One can add some of these tooling as and when required as your infrastructure / deployment/app grows.

  1.  Provisioner : Abstracts your vm / environment provisioning mechanism. Mostly relevant if you are on cloud. Examples are boto, fog. Very important if you plan to do something like auto scaling. Gives you elastic infrastructure.
  2. Configuration management system: Lets you create reusable environments by expressing packages, services, files and other component via a dsl , also addresses cross platform issues. Puppet , Chef, Cfengine, salt are examples. A mature CMS setup will give you context aware infrastructure, like you web server can automatically know who is db server or the load balancer can automatically know who all are the web servers. A mature CMS setup will also incorporate the notion of environments, and have version-ed infrastructures. Like UAT can have app deployment version 1.3 while prod in 1.1 and staging in 2.0 etc. 
  3. Application Deployers: Let you deploy your application. CMS can do this too. But there are dedicated apps for this, vlad, cap, func and fabric comes in these category. They also help you automating add hoc system automation. Most of these are ssh in a loop (or uses gnu parallel).
  4. Orchestrator: Kind of app deployers but incorporates middle ware like facilities, to do async command dispatching. Mcollective /salt are example. Both of them uses a middleware (salt uses zeromq while mcollective can use any stomp compliant AMQP) to broker 1->N, 1>1, N>M, N>N real time , async dispatching. Can be used with platforms that dont have ssh. Massively scalable. 
  5. Monitoring solution: Three kinds of monitoring you'll need mostly. System (disk, cpu load, memory ), Services (web server, db server etc), App (a cuke script that check the whole app is working). A good monitoring solution is one which easily integrates with all other infra services, lets you define metric (app response time, free memory, cached memory etc). Customization notifications(email, jabber, sms etc) , escalations. Charting of the metrics (to get trends), reporting , event handlers (use this in conjunction with provisioner to get auto scaling features). Exampls are nagios, zabbix, zenoss and many many more. None of them are complete, but all of them can be complemented with some others (like for charting Graphite) to make a decent solution. Nagios has text based configs, does not uses any db, easy to install,scales well and one of the oldest one hence integration with other apps is very easy. 

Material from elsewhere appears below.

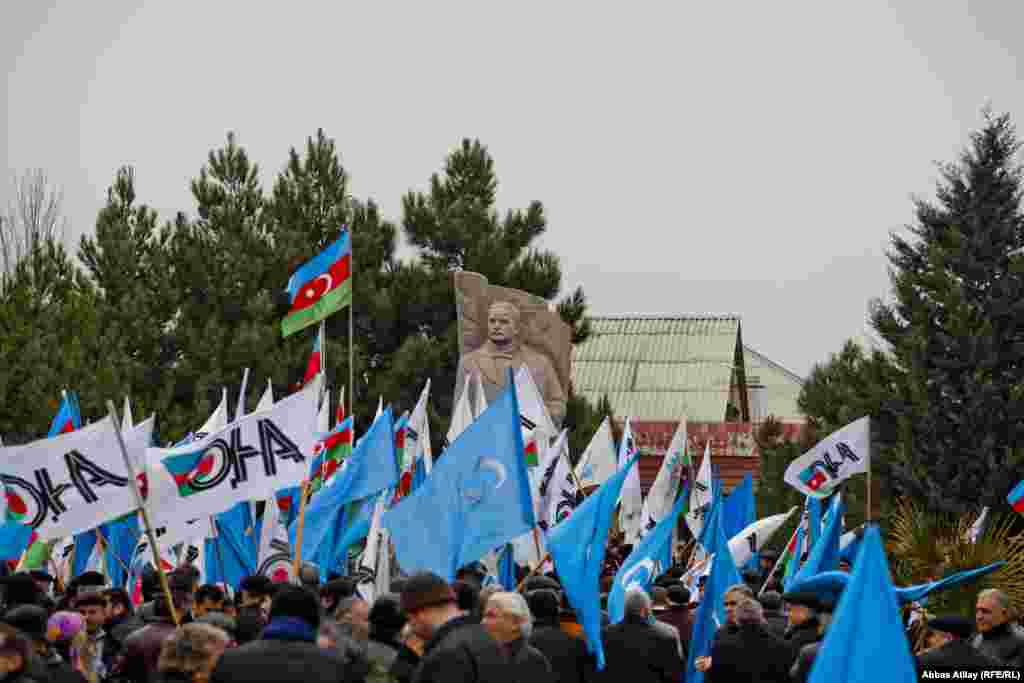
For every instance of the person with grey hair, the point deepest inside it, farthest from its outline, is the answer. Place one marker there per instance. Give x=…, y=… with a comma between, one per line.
x=636, y=650
x=997, y=636
x=750, y=653
x=509, y=622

  6. Log management and log analytic: Three parts of these solution: a) Forwarding : a client that will sit in every vm and forward the log to a central location. Options are rsyslog, syslog, syslog-ng, graylog agent, logstash, splunk forwarders etc. b) Gathering : A server that will sit and accepts all logs. Syslog-ng, rsyslog, splunk, graylog2 3) Analytics : In most cases you will be searching , indexing your logs for particular patterns. Garylog2, logstash (both uses elastic search). Splunk (very powerful , very costly). A matured log management solution will let you set up alerts based on patterns (like failed transactions, 50Xs, 40Xs etc). 
  7. Supervisors: They observe a service and take appropriate action to bring them alive whenever they are down. Bypassing the whole network monitoring > event handler loop. Very help full for shaky service. Monit, bluepill, god etc are some example. A good supervisor has less meory/cpu footprint, provides fast healing capacity and rich dsl for expressing a service state (like which port should be responsive, which process should be running, how to fix the process if it dies, alert when it takes an action etc). 
  8. Security, hardening and auditing tools: They deserve a separate para. Things like bastille ensures you have done the basic OS level hardening. It can also assess your infrastructure and lock it down if needed. Tools like PSAD and snort uses iptables log to automatically block intruders. Some of the CMS tools like puppet or chef can be used to audit.